SPONGE COLLABORATIVE +
WEAVING WITH WATER Team
MULLASSERY CANAL FRAMEWORK AND CANAL EDGE MASTERPLAN
Introduction Ente Kochi - Context The Entekochi Urban Design Competition under KMC seeks to create a project that leverages Kochi’s natural assets, monsoon culture, and social capital to make the city more resilient, vibrant, and inclusive. One of the key objectives of this project is to demonstrate an alternative approach to building resilience against the adverse effects of climate-induced risks by taking a comprehensive approach towards flood mitigation and waterbody management. In order to maximise the impact of this project, it is essential to consider a precinct-level framework for flooding rather than one that is narrowly focused on a single water channel viz. The Mullassery Canal. This report therefore presents key strategies for a Mullassery Canal Precinct Framework Plan.

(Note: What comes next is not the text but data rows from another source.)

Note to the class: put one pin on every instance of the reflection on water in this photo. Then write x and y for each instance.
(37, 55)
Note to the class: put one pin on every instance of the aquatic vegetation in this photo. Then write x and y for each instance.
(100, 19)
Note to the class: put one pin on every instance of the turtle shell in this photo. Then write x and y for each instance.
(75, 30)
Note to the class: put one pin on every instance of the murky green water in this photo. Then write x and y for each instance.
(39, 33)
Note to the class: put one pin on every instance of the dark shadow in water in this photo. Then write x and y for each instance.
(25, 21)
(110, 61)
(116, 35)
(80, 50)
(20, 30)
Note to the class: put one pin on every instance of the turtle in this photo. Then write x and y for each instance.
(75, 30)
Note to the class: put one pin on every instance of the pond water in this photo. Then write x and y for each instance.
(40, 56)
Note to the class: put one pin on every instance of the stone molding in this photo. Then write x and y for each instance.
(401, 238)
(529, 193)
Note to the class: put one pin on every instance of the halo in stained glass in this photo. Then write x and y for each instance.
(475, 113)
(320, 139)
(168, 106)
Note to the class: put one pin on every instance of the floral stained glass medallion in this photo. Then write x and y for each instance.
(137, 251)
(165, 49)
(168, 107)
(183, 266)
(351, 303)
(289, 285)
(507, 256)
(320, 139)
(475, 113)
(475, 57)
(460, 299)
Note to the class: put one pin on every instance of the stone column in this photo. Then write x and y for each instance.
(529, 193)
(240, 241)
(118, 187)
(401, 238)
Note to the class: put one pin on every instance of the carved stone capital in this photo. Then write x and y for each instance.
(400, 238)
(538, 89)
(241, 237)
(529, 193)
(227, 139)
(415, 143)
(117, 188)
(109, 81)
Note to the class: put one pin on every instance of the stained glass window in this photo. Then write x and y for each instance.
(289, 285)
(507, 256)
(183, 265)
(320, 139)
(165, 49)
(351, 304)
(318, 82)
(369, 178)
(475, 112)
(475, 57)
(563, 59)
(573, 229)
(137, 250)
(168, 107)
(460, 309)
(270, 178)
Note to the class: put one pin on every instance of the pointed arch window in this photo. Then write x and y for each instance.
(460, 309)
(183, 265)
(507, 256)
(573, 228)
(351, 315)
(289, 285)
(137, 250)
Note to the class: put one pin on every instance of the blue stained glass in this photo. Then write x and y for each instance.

Kochi - Context The Kochi metropolitan area is home to an estimated 3 million people who inherit a unique cultural and environmental legacy characterized by the calm backwaters, networked canals, and rich biodiversity. The city spans a low-lying monsoonal estuary that is soaked by rainfall. Water is integral to Kochi’s unique identity but climate change and unsustainable patterns of urbanisation threaten the balance between nature and society, land and water. Over the last couple decades, Kochi and its adjoining areas have seen tremendous growth at the expense of its lush green cover and the concretisation of its natural waterways (Figure 1). Canals that once linked waterways are concreted over, compromised by gray infrastructure, polluted or clogged by waste. This has left Kochi more vulnerable to the present and future impacts of climate change. As Kochi’s metropolitan population continues to grow at a rate of about 4% every year, the city and other urban centres in Kerala need to consider land and water-sensitive development paradigms that are more resilient to the impacts of climate change.